オミクロン株の猛威が止まらない。国内では31日、新たに6万836人の新型コロナウイルス感染者が報告された。そうしたなか、同じく感染力が非常に強いノロウイルスも流行の兆しをみせている。東京都の30代男性は1月上旬、猛烈な下痢と嘔吐に見舞われた。「熱も出たから“コロナかな”と思ったけど、他の症状が違う。病院で診察したらノロウイルスだった」

 感染源とみられるのは、発症2日前に居酒屋で食べた生ガキだ。「4個ぐらいポン酢につけて食べた。医者からも『それだよ』とすぐ言われた。一緒だった友達はカキが嫌いで食べず、平気だった。食べログ評価が高く、味も雰囲気もいい店だったが、もう二度と行かない」

 症状は1週間以上続き、男性は「人生初めての経験でもう地獄。嘔吐はすぐ治まったけど、下痢が止まらない。お尻も切れて、8キロ以上やせて、栄養失調になって歩くとすぐフラフラ。ノロを治す薬はなくて、整腸剤と腹痛の痛み止めと痔の薬を処方してもらった」と嘆く。

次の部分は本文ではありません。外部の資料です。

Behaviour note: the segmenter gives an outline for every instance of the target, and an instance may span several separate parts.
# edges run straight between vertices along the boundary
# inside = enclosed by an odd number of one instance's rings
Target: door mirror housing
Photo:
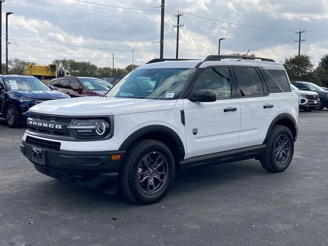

 同じく東京都在住の60代男性も1月半ば、ひどい症状に襲われた。「“とうとうコロナにかかったか”と観念し、薬局で検査キットを買ってきて抗原検査をしたが、結果は陰性。症状が出る2日前、旅先で食べた刺し身かカキフライにあたったんだと思う。幸い、症状は2日ほどで治まった」

 厚生労働省によると、ノロウイルスによる食中毒の7割近くが11~2月に発生している。「ウイルスの蓄積した、加熱不十分な二枚貝など」のほか「感染した人が調理などをして汚染された食品」「患者の糞便や嘔吐物」からの2次感染も。また「家庭や施設内などでの飛沫など」でも感染する。潜伏期間も、症状が続く期間も1~2日とされるが、前出の30代男性のように長引くケースもあり侮れない。

 昨年末から全国各地で回転ずしチェーン、旅館や飲食店が作った弁当、保育所や高齢者施設での集団感染が相次いでおり、自治体が「ノロウイルス食中毒注意報」を発令している。